The downside of this way of functioning is that it skews people towards certain areas of research at the cost of another research area which may not find financial support from the society. This is a topic that is generally not discussed in science classes, especially at the undergraduate and research level but I think we should discuss with students about this asymmetry as their futures are dependent on financial support that they can garner.

Broadening the scope further, the ‘follow the money’ model is useful to understand why a certain global trend rises or falls. A contemporary global upheaval is the situation of war in Ukraine and Gaza. At first sight, it looks like these wars are based on ideologies, but a closer look reveals that these wars cannot be fought without financial support. Such underpinning of the money running the war reveals patterns in geopolitics that are otherwise not easy to grasp.

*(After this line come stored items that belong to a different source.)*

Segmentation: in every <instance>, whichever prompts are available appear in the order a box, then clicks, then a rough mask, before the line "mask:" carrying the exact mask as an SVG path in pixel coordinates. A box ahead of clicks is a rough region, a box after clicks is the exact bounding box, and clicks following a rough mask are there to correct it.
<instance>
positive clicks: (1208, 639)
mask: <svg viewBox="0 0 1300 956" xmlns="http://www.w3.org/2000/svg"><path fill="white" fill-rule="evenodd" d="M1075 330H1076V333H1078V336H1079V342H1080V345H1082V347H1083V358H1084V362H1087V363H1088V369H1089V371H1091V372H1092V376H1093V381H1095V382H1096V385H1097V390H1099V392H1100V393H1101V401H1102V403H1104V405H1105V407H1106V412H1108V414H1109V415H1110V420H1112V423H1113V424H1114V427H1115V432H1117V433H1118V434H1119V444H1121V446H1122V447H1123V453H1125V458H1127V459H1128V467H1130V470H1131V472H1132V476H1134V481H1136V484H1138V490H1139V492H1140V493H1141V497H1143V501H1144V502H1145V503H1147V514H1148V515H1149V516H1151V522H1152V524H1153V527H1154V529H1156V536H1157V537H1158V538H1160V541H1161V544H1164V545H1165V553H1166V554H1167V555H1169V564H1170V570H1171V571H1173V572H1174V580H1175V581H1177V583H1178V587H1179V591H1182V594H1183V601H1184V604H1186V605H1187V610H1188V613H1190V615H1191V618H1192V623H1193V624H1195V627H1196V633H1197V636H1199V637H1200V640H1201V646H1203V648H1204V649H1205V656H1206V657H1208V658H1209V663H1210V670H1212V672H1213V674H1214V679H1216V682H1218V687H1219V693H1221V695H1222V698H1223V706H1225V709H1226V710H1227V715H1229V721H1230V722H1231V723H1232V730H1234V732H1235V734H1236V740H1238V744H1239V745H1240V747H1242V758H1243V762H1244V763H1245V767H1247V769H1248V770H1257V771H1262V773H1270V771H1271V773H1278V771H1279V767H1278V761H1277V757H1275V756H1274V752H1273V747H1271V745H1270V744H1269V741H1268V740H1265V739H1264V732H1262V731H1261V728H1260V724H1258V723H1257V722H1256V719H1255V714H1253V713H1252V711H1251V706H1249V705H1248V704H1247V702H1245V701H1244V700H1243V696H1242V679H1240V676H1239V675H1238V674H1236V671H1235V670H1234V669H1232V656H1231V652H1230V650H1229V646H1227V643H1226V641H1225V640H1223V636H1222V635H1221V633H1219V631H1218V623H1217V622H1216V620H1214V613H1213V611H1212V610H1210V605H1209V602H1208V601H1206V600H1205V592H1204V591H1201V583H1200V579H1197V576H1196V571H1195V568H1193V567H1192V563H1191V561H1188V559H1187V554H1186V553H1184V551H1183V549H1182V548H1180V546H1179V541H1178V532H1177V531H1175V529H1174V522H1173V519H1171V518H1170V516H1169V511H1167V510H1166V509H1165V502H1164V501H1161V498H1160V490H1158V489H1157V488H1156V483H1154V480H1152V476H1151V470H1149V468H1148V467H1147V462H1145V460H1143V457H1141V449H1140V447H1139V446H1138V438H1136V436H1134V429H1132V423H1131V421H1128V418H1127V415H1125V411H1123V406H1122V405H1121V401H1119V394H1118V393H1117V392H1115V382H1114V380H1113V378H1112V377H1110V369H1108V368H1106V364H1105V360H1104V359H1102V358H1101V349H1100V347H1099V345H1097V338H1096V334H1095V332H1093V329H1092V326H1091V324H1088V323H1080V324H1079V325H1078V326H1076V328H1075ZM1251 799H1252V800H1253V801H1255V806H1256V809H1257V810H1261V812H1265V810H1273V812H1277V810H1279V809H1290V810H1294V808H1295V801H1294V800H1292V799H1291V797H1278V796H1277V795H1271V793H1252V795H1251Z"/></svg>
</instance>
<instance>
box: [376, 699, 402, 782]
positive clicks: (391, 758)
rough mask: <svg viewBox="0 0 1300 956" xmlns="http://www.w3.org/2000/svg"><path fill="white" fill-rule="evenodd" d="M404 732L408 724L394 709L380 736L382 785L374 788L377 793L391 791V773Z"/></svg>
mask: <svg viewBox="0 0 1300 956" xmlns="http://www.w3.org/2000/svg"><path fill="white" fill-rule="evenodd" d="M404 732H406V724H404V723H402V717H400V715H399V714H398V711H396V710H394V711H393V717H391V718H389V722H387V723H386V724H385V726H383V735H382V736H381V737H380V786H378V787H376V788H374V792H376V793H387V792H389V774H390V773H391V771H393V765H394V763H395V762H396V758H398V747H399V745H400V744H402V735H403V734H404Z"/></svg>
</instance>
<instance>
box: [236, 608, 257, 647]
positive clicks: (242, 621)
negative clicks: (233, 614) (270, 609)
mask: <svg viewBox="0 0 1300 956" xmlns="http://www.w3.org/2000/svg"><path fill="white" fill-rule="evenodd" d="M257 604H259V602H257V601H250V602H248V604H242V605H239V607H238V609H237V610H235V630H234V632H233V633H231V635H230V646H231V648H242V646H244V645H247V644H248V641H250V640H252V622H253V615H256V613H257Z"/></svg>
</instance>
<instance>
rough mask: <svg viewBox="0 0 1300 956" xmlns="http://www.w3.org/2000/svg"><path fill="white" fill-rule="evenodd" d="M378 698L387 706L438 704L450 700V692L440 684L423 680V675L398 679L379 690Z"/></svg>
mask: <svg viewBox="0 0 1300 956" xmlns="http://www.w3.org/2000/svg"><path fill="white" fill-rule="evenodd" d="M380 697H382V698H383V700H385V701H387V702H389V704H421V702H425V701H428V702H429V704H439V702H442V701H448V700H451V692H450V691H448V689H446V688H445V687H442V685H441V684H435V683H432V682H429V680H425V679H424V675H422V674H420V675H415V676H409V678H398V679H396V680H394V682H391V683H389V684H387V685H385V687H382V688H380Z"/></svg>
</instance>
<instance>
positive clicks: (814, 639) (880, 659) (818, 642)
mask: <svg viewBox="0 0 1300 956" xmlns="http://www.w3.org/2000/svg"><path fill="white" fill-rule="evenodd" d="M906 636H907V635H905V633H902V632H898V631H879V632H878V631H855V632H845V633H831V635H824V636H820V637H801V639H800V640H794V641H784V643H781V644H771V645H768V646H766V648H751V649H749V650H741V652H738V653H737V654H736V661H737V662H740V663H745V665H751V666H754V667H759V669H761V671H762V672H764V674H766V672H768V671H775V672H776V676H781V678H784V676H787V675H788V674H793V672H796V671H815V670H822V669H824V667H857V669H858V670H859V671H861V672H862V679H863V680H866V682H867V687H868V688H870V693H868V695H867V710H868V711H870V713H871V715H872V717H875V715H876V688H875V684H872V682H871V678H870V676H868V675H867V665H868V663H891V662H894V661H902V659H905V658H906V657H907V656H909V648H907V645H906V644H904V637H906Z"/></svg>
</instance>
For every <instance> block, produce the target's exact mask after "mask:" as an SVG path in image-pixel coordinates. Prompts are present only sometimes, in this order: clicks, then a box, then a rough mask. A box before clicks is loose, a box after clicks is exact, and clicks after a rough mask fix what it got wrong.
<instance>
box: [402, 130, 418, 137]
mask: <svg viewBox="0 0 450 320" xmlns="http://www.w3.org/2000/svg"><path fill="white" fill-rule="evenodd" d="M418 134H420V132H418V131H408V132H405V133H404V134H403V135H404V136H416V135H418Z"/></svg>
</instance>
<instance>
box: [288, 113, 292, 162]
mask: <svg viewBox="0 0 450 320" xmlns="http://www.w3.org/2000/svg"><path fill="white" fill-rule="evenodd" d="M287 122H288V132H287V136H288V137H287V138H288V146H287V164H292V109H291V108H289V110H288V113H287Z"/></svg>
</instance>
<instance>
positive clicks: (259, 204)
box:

Ideologies have the power to act as vehicles of human change, but these vehicles cannot be propelled without the metaphorical fuel – that is, money. The ‘follow-the-money’ model can show some implicit motivation and showcase how ideologies can be used as trojan horses to gain financial superiority either through captured resources or through showcasing the ability to capture that resource. Following money is also a very powerful and useful model for understanding many cultural, sociological and political evolution, even in a complex country like India and other South Asian countries. I leave it as an intellectual assignment for people who want to explore it 😊. You will be surprised how effective it can be in explaining many complex issues, provided we know the limitations of the model. 

As I mentioned earlier, a model is like a map. It is limited by resolution, the dimension and the viewpoint. But they are useful for navigating a complex world.